In one of the funded projects, researchers will develop an MPS model to study Huntington’s disease, an inherited brain disorder that causes nerve cells in the brain to break down over time resulting in uncontrolled movements, emotional problems, and loss of thinking ability. Symptoms usually appear in a person’s thirties or forties and the condition has no cure.
“Evidence suggests that Huntington’s disease involves a malfunction of the blood-brain barrier and we would like to see how this occurs by recreating this malfunction in an MPS platform,” said Christopher C.W. Hughes, Ph.D., a researcher in the Department of Molecular Biology and Biochemistry at the University of California at Irvine and a principal investigator in the program along with Huntington’s Disease expert and UC Irvine professor Leslie Thompson, Ph.D. “Our model will very closely mimic the natural physiology of the human blood-brain barrier, including its blood flow, to help us understand this devastating disease.”

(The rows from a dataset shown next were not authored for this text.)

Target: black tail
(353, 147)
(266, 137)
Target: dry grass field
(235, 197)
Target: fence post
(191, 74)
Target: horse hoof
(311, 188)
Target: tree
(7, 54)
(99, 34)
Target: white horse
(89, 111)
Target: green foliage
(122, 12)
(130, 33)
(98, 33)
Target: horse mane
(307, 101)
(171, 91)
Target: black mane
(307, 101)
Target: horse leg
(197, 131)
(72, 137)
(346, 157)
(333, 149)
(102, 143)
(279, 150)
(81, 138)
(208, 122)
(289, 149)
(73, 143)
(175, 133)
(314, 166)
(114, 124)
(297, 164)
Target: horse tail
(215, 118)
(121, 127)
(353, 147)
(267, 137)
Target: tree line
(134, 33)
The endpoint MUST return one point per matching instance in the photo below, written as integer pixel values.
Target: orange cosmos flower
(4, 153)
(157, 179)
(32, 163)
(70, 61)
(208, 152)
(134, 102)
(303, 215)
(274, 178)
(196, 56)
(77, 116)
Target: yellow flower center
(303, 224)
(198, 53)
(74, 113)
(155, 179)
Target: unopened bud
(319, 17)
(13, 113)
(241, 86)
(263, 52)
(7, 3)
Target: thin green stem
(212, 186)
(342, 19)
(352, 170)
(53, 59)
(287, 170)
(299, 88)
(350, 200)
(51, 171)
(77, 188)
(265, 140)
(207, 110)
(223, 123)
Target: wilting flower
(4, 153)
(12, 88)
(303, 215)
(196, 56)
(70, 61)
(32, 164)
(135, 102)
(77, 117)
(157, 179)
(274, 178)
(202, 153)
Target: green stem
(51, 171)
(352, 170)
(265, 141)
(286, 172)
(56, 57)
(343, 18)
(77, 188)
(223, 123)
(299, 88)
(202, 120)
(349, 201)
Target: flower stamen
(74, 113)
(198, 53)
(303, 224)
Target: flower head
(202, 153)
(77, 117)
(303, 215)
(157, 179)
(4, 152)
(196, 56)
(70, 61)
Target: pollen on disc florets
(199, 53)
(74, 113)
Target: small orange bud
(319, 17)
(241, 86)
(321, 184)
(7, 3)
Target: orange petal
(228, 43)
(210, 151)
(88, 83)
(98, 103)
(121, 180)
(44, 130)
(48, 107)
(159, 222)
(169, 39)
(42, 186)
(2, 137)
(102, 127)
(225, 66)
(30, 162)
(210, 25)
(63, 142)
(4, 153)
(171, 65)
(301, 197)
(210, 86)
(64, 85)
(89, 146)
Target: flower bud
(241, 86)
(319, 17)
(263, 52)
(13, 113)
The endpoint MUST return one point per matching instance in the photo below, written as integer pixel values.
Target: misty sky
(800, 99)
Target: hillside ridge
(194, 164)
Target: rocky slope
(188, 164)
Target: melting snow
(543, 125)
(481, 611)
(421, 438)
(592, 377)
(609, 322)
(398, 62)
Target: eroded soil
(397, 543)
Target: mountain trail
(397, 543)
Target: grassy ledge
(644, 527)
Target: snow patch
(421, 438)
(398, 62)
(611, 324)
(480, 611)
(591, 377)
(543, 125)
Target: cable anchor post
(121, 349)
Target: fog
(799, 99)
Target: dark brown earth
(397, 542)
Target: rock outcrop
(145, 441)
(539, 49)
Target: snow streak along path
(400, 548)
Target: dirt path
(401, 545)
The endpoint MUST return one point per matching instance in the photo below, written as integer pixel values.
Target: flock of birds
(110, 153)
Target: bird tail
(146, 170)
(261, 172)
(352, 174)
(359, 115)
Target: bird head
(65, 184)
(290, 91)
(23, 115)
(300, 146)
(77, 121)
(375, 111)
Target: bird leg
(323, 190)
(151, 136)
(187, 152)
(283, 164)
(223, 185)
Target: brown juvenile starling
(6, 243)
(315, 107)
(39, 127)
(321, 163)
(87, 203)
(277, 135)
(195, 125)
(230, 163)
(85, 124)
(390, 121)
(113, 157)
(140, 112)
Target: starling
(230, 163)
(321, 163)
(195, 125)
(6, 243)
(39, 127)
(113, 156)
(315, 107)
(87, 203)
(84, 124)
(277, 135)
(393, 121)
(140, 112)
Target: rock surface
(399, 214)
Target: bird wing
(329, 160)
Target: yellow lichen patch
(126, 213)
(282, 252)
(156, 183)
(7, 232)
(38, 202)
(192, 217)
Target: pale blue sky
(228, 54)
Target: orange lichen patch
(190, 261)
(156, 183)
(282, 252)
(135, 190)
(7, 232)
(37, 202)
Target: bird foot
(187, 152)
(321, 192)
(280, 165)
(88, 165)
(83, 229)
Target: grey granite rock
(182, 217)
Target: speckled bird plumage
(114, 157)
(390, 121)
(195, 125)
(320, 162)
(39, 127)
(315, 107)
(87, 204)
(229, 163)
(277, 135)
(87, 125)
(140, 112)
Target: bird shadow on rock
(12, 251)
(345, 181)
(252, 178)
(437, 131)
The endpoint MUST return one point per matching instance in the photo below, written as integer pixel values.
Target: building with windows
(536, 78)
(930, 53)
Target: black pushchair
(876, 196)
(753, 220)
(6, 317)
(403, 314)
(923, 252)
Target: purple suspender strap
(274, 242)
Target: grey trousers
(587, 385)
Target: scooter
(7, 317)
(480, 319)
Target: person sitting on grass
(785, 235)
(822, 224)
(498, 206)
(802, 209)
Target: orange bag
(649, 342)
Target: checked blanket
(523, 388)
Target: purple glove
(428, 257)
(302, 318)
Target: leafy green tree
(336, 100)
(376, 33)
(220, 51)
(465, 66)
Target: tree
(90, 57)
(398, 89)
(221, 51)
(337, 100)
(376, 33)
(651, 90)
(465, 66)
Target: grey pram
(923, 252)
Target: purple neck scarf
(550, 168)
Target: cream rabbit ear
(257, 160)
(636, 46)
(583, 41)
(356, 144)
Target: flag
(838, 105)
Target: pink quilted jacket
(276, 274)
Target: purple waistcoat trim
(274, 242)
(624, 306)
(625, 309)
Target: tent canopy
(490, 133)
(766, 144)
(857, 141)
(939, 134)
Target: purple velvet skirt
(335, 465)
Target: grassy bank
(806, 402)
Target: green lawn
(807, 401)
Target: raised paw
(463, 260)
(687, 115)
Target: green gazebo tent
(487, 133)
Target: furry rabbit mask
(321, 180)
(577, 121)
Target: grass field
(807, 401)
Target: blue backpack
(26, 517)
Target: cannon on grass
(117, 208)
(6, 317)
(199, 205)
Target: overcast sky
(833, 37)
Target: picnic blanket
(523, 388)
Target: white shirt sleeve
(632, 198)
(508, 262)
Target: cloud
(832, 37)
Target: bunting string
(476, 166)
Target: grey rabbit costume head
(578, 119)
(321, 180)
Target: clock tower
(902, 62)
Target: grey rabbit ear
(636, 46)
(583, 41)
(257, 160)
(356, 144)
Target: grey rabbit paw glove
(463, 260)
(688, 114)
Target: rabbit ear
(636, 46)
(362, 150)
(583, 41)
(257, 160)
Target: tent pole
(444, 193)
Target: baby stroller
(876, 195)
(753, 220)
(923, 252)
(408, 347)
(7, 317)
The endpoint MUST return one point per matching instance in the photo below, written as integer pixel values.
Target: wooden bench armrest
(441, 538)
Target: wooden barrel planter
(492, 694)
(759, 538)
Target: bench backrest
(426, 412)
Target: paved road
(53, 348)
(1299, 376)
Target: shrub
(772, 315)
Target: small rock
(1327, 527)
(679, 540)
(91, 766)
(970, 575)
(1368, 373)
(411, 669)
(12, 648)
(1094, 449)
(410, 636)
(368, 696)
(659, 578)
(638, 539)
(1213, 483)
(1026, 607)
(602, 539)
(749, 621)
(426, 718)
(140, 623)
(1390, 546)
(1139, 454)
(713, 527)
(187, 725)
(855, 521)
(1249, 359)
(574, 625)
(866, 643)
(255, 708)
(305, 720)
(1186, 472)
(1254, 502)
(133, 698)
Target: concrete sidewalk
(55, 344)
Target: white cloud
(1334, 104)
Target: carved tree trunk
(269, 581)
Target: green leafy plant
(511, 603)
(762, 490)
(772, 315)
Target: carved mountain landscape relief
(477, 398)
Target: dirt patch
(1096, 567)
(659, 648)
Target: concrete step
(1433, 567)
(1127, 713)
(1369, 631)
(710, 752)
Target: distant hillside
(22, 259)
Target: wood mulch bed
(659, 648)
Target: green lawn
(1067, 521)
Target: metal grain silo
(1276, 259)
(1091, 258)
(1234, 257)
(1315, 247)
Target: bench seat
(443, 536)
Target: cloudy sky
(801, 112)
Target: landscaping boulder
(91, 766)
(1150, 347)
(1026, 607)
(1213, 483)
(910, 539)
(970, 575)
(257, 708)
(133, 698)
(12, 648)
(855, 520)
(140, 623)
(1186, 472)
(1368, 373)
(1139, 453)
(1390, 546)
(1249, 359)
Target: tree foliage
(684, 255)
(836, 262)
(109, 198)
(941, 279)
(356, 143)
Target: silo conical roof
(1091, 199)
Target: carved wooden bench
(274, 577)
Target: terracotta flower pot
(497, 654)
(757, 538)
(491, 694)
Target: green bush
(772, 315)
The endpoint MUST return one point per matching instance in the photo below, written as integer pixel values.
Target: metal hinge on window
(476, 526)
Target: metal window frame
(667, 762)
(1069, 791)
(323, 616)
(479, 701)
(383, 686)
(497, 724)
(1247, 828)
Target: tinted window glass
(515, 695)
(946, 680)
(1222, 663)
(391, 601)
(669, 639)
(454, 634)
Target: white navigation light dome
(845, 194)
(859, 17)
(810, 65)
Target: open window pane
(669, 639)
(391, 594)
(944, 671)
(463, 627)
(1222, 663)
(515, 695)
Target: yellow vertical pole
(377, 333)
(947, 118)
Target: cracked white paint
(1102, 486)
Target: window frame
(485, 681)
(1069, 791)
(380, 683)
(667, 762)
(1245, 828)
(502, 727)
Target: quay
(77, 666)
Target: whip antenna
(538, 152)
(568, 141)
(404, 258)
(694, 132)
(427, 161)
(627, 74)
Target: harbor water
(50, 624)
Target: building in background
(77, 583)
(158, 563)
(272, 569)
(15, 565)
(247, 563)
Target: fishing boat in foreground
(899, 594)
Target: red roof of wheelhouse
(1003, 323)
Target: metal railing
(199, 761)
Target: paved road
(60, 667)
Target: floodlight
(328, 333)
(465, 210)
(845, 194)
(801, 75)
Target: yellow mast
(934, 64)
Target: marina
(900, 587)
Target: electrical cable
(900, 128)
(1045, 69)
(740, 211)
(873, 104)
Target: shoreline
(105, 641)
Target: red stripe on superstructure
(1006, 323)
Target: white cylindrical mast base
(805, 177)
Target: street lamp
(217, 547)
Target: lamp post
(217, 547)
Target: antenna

Hughes’ model is a palm-sized plastic box he calls a “Vascularized Micro-Organ Platform.” It consists of three layers. A microfluidics layer, containing the tissue, is sandwiched between a tissue culture plate and a transparent protective bottom layer. Microfluidic “arteries” and “veins” within the middle layer are connected to each other by a living human capillary network that has all the characteristics of BBB-type blood vessels in the brain. The vessels carry a blood mimic that feeds nerve cells growing around the vessels, just like in an actual brain.
“We’re going to start off with normal brain cells and see how they interact with the blood-brain barrier, and later we’ll add brain cells containing the Huntington’s genetic defect to see what malfunctions might occur in the barrier cells,” Hughes said. “We’ll also look at how these barrier cells communicate or ‘crosstalk’ with each other, which is critical to the structure and function of the BBB. And, most importantly, we’ll also be looking at the role of blood in this process.”
The life-like model could lead to the development of drugs that effectively target Huntington’s. It could also shed light on the role of the blood-brain interface in other neurological diseases, including Alzheimer’s, Parkinson’s disease, stroke, Multiple Sclerosis, and traumatic brain injury, Hughes said.
Other BBB models funded by the program will study how strokes form in people with sickle cell disease; examine the brain injury mechanisms behind the life-threatening hospital infection known as sepsis; and explore traumatic-brain injury caused by falls, accidents, battle wounds, and other sources of head trauma. Lessons learned from these models can be applied to other diseases that are affected by injury to the BBB, including COVID-19 and other viral-based diseases.
“In recent years researchers have learned a lot about the crosstalk between circulating blood cells and the endothelium – in particular in the context of inflammation following injury,” said W. Keith Hoots, M.D., director of the NHLBI Division of Blood Diseases. “However, less is known about how this crosstalk occurs in blood vessels at the blood-brain barrier and what is the downstream impact on the brain itself. This new initiative is designed to decipher this important mechanism in response to injury on the brain side and the blood side.”
And hopefully it will lead to better treatments for brain disease and injury, researchers say.